Waves do not care about you or what you think about them. They just keep crashing out of there, with a deep growl, only to convulse on the beach and die. And then they come all over again.
One Sunday morning in May at Anjuna beach, the waves had company.
A young girl, her hair tousled and dark, lay face down in the water, head turned away from the land as if she had had enough of it.
She wore nothing on her skin, save for scales on her hips, which made their way to what seemed like legs. Only they weren’t legs.
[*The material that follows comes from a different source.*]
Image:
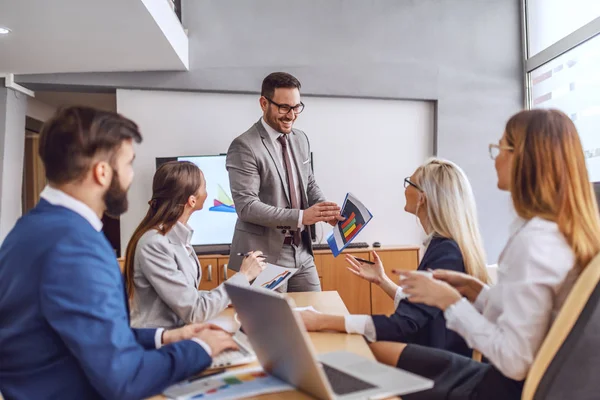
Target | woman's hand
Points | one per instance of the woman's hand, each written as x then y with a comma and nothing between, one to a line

They were a mass of flesh welded together from the lower torso, tapering into what appeared to be a tail.
Her breasts showed occasionally as the water swirled, turning her over scattering her long hair over the sand.
After a while, as the sun rose higher, a crow which was nibbling at a rotting mackerel nearby, settled on her back and started cawing in amusement.
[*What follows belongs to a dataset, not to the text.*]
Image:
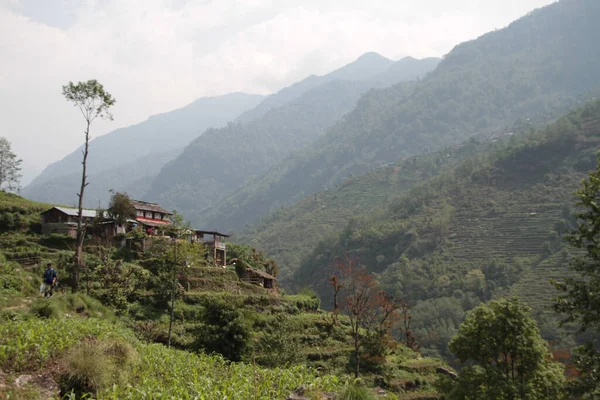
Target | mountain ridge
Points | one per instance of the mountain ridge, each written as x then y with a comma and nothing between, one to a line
157,134
521,72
At the other end of the beach, Antonio Vaz had nothing much to show for his labour yet. In his sleeveless vest and shorts, Antonio was always the first person to walk along Anjuna beach every day, a little before the sun rose.
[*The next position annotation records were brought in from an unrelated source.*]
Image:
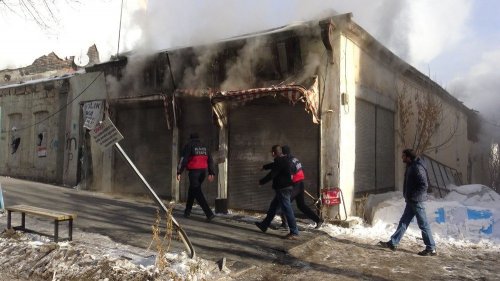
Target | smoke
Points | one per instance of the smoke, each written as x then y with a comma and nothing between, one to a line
241,73
480,87
196,77
131,80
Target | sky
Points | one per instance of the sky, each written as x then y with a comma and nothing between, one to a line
455,42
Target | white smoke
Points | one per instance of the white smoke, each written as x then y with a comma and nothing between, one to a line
480,87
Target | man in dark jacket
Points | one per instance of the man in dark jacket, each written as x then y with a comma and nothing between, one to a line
415,193
282,185
196,158
298,189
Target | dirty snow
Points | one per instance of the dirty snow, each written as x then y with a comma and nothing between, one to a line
91,256
468,217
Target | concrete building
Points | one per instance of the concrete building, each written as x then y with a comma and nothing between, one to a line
328,89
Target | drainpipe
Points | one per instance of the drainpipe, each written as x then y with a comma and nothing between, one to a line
330,110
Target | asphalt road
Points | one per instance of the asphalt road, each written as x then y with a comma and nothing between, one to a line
129,221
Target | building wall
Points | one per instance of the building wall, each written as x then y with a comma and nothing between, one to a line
94,174
33,110
367,76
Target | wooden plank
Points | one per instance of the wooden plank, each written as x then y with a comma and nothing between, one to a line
41,212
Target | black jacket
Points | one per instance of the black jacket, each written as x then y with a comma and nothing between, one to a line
415,185
280,174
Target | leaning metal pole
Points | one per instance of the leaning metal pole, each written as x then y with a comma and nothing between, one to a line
155,197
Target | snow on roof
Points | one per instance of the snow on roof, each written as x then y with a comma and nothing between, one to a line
42,80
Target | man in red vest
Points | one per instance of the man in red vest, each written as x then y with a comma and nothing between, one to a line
196,158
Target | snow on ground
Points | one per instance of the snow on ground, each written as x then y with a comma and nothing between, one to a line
468,217
91,257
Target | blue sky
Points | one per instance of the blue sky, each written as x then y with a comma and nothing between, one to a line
456,42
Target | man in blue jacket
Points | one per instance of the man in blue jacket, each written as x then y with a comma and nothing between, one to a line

He would step onto the beach using the path behind Shore bar with a round net or a pager slung over his left forearm. Antonio would then stalk along the invisible, irregular line on the beach where the waves died clumsily and fling his net into the knee-deep water for about an hour hoping to catch some fish, darting about in the surf.
He worked as a peon at the municipal office in Mapusa town. But rare was the day when he would set off to work without netting some fresh-caught fish and dropping it in the kitchen basket. On such a rare day, Antonio would skip work and sulk at home. His home was a one-storied mansion, located so close to the sea, that the waves would spew fury on its walls when the monsoon was at its peak.
But this Sunday morning was an exceptionally rare one.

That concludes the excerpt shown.